Stronger together: Multi-genome transmission of measles virus

Abstract

Measles virus (MeV) is an immunosuppressive, extremely contagious RNA virus that remains a leading cause of death among children. MeV is dual-tropic: it replicates first in lymphatic tissue, causing immunosuppression, and then in epithelial cells of the upper airways, accounting for extremely efficient contagion. Efficient contagion is counter-intuitive because the enveloped MeV particles are large and relatively unstable. However, MeV particles can contain multiple genomes, which can code for proteins with different functional characteristics. These proteins can cooperate to promote virus spread in tissue culture, prompting the question of whether multi-genome MeV transmission may promote efficient MeV spread also in vivo. Consistent with this hypothesis, in well-differentiated primary human airway epithelia large genome populations spread rapidly through intercellular pores. In another line of research, it was shown that distinct lymphocytic-adapted and epithelial-adapted genome populations exist; cyclical adaptation studies indicate that suboptimal variants in one environment may constitute a low frequency reservoir for adaptation to the other environment. Altogether, these observations suggest that, in humans, MeV spread relies on en bloc genome transmission, and that genomic diversity is instrumental for rapid MeV dissemination within hosts.

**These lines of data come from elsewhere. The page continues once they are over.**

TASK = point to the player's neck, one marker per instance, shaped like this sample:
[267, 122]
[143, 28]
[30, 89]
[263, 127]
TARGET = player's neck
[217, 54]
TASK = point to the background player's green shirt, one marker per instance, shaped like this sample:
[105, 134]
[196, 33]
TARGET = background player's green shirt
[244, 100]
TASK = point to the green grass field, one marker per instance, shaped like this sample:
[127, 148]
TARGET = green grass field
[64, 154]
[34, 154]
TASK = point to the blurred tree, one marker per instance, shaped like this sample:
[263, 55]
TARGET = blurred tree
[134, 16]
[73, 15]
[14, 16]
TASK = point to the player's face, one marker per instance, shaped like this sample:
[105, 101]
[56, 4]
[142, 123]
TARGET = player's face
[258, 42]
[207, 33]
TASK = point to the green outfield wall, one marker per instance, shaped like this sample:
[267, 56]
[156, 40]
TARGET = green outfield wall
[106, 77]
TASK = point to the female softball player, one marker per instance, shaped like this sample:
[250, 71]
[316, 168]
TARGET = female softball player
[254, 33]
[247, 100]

Keywords: Cyclical adaptation; Epithelial spread; Measles virus; Quasispecies; Tissue adaptation; Virus transmission.

Figure 1.. Diagram of a MeV particle (top) and of the viral RNA genome (bottom).

The particle is drawn with its six main components: the nucleocapsid (N) that covers the genomic RNA and interacts with the phosphoprotein (P), and polymerase (large, L), forming the ribonucleocapsid complex; the fusion (F) and hemagglutinin (H) proteins forming the membrane fusion apparatus; and the matrix (M) protein controlling particle assembly as well as transcription and membrane fusion. Particles contain multiple encapsidated genomes, of which three are drawn schematically. On the genome (shown here as positive strand, bottom), the coding regions of the proteins are color-coded, non-coding regions are black. The P gene codes also for the V and C proteins (see Fig. 3 for details).

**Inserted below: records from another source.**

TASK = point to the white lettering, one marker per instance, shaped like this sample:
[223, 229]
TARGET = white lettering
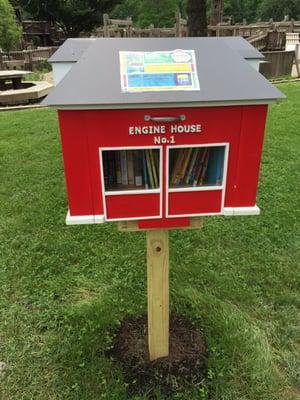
[162, 129]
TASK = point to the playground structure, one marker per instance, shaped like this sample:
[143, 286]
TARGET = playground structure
[13, 90]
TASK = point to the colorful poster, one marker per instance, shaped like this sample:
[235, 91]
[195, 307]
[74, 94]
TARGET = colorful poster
[158, 71]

Figure 2.. The MeV infectious cycle (Muehlebach et al., 2011).

The lymphatic phase of infection is shown in (a and b); the epithelial phase is shown in (c and inset). Infectious viral particles are shown as red spheres; viral glycoproteins as small spikes on extracellular viruses and infected immune cells (inset). Infected cells and organs are red at the peak of infection, or pink after the peak. a, MeV enters the airways and infects macrophages and dendritic cells, which ferry the infection to the regional lymph nodes. b, MeV infects the local lymph nodes and the infection spreads rapidly to the primary lymphatic organs (red). c, infection spreads to epithelia. Inset: MeV enters the airway epithelium carried from an infected immune cell that expresses the viral glycoproteins on its plasma membrane. The viral hemagglutinin binds to nectin-4 (orange) in the adherens junction (AJ, blue rectangle), which is located basolateral to the tight junction (TJ, green rectangle). Infection spreads laterally via AJ (red arrows). Epithelial cells express viral glycoproteins in their membranes (not shown).

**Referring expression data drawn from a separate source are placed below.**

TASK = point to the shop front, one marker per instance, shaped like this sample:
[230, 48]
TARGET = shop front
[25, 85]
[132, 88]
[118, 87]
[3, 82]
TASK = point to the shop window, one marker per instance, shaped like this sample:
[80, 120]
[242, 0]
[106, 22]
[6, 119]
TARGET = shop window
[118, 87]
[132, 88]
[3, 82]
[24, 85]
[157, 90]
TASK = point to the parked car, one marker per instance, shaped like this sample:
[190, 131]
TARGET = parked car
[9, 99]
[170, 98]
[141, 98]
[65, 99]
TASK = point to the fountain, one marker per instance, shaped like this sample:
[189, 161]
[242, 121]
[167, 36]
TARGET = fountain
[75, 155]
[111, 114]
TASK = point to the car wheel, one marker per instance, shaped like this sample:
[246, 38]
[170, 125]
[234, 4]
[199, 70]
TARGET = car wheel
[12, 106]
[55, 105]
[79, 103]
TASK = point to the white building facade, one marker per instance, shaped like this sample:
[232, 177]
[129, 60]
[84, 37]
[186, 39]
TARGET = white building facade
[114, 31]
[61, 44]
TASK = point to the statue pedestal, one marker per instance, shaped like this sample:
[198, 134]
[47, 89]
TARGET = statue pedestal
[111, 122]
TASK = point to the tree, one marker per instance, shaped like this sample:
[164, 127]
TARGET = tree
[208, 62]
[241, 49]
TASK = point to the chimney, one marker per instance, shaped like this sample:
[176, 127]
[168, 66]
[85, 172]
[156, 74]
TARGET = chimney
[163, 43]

Figure 3.. Cyclical quasispecies re-equilibration.

(A) Strategy for adaptation of MeV to two cell types. The original inoculum (p1) was passaged 14 times on lymphoid cells (L1 to L14) or epithelial cells (E1 to E14). L7 was also passaged on epithelial cells seven times to generate S14. (B) P gene variants selected by adaptation to lymphoid cells. (Top) The MeV genome. Coding regions are shown as white boxes, non-coding regions are in black. Four nearby P gene variant positions are shown by colored arrows. (Center) Schematic of P gene coding regions. The P protein is translated from the first AUG start codon. The C protein is translated from the second AUG, on a different reading frame. V is generated from transcripts with an additional G inserted after the AAAAAGGG sequence AUG start codon (see bottom). V shares the first 231 amino acids with P (V_N), but has a different C-terminal domain (V_C). (Bottom) Sequence and position of the lymphoid variants. Variants are indicated by colored arrowheads, and their positions relative to the G insertion site (circled) are shown above the arrowheads. Amino acid sequences are shown below the nucleotide sequences. (C) Analysis of editing site-proximal variants across passage history. The y-axis shows the percentage reads with the indicated alleles. Alleles are colored as in panel B: wild type (WT, grey), −10 (yellow), −9 (blue), −7 (orange), +1(G) (dark green), and +1(A) (light green). The passage numbers analyzed are indicated on the horizontal axis, and the passage history is drawn schematically on the bottom.